When asked if there had been previous cases, Patel answered that it was “not the first time” that the US government has designated immunity to foreign leaders and listed four instances.

“Some examples: President Aristide in Haiti in 1993; President Mugabe in Zimbabwe in 2001; Prime Minister Modi in India in 2014; and President Kabila in the DRC in 2018. This is a consistent practice that we have afforded to heads of state, heads of government, and foreign ministers,” he said.

Patel was harking back to the chronicle that began with Modi’s previous denial of a US visa as Gujarat chief minister in 2005 on the grounds of being “responsible for the performance of state institutions” at the time of the 2002 riots.

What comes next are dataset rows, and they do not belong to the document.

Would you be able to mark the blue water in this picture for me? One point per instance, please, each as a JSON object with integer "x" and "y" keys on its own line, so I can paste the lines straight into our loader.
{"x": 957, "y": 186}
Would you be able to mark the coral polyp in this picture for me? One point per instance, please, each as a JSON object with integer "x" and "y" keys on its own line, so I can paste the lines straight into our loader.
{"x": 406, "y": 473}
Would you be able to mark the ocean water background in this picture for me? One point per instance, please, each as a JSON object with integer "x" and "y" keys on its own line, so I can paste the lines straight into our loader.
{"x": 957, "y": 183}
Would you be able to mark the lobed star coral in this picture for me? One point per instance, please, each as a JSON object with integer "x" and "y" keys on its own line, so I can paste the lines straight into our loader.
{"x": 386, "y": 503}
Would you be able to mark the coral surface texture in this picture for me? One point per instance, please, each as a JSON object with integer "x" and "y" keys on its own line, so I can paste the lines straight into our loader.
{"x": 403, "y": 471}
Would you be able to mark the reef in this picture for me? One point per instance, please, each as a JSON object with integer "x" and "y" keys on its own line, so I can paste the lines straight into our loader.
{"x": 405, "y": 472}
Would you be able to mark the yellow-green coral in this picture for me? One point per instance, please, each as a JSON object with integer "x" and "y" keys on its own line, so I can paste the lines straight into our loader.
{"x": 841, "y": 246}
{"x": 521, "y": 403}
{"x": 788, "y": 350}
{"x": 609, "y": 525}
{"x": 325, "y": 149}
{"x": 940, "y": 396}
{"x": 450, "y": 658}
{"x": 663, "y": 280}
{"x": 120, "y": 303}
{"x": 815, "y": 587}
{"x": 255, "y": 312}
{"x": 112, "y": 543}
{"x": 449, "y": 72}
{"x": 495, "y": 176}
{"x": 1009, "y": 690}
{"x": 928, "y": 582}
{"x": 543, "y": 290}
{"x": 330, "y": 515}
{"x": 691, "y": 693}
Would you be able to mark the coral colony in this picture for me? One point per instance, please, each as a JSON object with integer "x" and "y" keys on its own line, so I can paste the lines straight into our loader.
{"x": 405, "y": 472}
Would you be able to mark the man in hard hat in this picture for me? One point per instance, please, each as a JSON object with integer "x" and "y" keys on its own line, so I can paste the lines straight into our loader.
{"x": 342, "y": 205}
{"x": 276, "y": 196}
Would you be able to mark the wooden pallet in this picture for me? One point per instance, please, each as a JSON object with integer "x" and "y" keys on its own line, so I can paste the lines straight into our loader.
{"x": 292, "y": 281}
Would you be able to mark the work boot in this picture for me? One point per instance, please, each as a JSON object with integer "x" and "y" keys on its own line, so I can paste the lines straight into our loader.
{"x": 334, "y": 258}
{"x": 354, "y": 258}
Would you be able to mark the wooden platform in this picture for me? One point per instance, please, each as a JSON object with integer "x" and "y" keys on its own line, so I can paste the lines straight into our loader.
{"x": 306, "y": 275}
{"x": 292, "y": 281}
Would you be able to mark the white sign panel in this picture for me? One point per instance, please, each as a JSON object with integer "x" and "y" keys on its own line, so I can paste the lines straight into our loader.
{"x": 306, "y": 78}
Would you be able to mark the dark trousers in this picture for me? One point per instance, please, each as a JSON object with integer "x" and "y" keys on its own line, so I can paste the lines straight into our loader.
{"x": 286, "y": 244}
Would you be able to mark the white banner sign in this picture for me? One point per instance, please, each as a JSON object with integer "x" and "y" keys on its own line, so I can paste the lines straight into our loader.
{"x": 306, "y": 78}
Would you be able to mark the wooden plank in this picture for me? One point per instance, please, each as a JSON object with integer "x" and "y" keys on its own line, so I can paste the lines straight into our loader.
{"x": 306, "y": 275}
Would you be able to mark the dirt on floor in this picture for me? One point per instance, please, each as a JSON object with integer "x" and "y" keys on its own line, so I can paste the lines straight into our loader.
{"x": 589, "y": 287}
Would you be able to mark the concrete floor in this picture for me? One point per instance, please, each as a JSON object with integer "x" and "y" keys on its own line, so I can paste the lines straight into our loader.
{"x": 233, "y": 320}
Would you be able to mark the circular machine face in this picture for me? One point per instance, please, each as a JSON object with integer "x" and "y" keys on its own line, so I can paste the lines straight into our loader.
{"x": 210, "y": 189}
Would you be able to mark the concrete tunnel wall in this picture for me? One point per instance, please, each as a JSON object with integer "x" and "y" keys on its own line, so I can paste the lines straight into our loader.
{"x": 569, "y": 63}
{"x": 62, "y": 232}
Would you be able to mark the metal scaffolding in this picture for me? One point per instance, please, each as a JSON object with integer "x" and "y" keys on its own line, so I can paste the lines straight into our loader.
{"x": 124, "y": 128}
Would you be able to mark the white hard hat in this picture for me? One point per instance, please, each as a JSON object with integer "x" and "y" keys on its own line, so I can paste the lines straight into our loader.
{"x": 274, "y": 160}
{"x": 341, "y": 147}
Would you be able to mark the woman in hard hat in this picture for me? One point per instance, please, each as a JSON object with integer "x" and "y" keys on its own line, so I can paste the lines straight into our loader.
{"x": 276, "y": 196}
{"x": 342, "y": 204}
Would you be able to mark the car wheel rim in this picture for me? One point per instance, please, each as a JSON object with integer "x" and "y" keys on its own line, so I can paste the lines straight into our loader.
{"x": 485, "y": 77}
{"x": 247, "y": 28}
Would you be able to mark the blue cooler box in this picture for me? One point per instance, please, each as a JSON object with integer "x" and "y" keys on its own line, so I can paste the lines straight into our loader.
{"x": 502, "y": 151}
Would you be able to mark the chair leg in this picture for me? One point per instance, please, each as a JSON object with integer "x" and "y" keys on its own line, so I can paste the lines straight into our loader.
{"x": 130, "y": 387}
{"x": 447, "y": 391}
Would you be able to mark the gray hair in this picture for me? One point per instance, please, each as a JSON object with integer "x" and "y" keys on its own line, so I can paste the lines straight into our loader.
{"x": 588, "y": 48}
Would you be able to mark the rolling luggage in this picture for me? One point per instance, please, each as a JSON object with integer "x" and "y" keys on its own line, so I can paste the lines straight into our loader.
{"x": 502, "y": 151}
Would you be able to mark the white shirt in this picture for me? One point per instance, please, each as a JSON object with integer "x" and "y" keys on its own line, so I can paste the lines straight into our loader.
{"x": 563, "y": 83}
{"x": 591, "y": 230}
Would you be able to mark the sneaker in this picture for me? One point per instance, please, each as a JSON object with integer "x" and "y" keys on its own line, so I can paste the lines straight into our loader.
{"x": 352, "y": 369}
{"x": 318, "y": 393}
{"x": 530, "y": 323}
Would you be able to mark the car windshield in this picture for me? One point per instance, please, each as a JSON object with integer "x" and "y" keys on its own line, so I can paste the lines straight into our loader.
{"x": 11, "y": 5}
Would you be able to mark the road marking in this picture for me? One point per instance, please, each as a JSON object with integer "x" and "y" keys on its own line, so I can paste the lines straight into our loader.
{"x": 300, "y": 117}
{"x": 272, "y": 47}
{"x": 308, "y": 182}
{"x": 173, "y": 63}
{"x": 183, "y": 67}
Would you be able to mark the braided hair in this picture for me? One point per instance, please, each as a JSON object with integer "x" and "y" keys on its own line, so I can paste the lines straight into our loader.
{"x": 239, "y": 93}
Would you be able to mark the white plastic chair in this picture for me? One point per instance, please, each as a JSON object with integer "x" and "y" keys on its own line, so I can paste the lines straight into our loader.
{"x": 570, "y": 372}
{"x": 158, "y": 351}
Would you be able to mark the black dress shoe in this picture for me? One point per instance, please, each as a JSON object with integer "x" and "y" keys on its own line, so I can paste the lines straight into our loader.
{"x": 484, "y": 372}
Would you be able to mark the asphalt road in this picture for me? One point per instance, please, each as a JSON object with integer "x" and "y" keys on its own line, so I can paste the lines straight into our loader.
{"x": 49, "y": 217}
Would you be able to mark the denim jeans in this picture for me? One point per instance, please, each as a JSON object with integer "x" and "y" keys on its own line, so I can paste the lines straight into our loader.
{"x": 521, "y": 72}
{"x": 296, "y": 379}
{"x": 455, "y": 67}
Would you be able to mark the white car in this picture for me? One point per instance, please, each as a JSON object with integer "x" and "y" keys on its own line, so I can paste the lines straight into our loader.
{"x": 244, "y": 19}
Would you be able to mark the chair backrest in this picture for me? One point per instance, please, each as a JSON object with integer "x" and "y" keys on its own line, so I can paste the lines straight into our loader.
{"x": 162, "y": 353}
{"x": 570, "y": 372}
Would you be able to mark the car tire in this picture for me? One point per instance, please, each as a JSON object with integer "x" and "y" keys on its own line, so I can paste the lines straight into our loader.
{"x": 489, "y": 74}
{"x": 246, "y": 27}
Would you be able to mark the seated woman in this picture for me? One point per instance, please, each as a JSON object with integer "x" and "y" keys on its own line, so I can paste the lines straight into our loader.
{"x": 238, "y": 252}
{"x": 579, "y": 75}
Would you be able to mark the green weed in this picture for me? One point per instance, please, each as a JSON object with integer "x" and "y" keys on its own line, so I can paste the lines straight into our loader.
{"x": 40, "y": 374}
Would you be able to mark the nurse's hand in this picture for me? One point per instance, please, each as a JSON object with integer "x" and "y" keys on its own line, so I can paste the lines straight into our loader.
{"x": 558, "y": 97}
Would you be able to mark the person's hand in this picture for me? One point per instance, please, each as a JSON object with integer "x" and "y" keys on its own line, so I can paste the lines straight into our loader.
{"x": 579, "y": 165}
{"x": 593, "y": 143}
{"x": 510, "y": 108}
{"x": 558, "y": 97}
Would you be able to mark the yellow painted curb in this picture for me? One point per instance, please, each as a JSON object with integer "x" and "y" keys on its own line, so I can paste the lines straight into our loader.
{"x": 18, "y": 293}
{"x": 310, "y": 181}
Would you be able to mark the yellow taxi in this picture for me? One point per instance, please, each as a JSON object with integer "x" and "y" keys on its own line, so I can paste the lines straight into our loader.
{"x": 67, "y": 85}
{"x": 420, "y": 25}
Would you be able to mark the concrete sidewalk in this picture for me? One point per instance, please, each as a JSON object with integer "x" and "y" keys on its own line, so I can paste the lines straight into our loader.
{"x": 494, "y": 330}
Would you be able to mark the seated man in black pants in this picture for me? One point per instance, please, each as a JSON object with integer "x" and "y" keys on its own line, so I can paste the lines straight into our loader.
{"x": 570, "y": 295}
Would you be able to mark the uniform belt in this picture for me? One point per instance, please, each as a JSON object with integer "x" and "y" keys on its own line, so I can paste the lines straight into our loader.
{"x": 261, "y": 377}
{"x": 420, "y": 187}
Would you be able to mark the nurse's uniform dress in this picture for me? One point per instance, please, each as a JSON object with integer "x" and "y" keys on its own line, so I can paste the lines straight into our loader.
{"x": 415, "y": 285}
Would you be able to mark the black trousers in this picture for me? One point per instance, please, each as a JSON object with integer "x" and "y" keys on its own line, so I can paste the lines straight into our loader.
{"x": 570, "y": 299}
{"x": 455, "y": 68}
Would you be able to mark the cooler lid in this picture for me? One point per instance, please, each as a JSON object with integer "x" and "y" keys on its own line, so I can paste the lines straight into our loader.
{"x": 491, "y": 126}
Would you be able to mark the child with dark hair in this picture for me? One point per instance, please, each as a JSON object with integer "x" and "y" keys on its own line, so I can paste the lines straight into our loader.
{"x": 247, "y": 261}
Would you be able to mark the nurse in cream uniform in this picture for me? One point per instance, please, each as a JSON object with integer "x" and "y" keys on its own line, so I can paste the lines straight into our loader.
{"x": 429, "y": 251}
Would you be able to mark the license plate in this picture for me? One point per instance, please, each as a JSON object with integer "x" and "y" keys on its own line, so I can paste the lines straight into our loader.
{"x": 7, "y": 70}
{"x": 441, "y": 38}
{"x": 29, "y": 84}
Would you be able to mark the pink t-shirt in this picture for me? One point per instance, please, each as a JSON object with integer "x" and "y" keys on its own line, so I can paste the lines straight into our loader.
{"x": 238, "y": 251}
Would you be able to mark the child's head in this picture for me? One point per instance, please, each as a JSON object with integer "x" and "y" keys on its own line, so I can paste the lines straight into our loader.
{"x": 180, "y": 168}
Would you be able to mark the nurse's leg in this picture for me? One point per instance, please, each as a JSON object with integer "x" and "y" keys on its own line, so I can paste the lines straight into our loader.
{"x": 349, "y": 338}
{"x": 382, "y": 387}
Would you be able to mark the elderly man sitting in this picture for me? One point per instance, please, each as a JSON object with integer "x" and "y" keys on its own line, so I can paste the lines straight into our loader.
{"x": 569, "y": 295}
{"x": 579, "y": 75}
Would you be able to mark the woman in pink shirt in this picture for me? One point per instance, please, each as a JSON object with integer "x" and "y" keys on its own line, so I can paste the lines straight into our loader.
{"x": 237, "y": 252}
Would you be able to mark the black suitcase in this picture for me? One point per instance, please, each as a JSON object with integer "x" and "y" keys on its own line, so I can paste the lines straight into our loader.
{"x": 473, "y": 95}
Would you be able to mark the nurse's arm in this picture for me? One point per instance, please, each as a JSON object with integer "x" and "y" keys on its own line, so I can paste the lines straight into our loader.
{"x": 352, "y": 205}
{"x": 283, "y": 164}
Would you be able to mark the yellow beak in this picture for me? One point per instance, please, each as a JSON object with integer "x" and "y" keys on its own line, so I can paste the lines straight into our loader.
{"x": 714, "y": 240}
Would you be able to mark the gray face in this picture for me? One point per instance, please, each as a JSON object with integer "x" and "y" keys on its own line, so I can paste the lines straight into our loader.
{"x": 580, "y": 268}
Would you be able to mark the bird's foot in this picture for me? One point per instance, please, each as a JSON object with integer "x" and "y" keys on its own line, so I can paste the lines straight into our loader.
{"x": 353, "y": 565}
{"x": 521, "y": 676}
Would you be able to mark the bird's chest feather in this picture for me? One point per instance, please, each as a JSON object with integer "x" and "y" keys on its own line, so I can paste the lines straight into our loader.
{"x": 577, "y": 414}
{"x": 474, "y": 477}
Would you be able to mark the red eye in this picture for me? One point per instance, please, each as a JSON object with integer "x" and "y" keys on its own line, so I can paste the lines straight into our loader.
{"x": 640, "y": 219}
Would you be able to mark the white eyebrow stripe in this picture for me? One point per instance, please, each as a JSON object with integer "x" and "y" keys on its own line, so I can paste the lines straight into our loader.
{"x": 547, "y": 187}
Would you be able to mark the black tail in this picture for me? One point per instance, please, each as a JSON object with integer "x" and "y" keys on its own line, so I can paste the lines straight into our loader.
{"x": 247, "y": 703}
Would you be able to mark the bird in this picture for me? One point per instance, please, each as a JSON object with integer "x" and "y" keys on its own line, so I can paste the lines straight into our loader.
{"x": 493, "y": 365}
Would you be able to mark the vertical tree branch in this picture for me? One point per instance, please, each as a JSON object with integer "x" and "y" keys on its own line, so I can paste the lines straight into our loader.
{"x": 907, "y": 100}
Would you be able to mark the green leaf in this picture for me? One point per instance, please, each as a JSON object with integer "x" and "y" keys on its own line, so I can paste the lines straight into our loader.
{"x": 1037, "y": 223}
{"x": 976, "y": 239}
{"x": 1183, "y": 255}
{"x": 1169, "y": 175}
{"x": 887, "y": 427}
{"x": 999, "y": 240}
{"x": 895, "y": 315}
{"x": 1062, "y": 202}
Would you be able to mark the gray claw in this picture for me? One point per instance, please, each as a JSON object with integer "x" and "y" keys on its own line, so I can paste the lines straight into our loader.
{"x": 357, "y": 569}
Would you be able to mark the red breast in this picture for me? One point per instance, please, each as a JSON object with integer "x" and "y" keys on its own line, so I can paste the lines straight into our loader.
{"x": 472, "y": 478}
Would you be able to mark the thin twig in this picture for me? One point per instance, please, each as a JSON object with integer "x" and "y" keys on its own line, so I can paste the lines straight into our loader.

After the 2014 election victory, Modi was quickly given an invitation by Washington. The signs of reconciliation had already been showing ahead of the general elections, when the US ambassador went to Ahmedabad for a two-hour meeting with Modi.

Just before his first trip to the US as Prime Minister, a US federal court issued summons for Modi to respond to a lawsuit that accused him of human rights violations in connection with the Gujarat riots.

Three weeks later, in October 2014, then US attorney Preet Bharara told the Federal court in New York that the US government had determined that “Prime Minister Narendra Modi, as the sitting head of a foreign government, enjoys head of state immunity from the jurisdiction of US courts”.

The executive’s determination of immunity is non-binding, and it is left to the judge to decide on its applicability. The US District Judge upheld the state department’s determination of Modi’s immunity and dismissed the case in January 2015.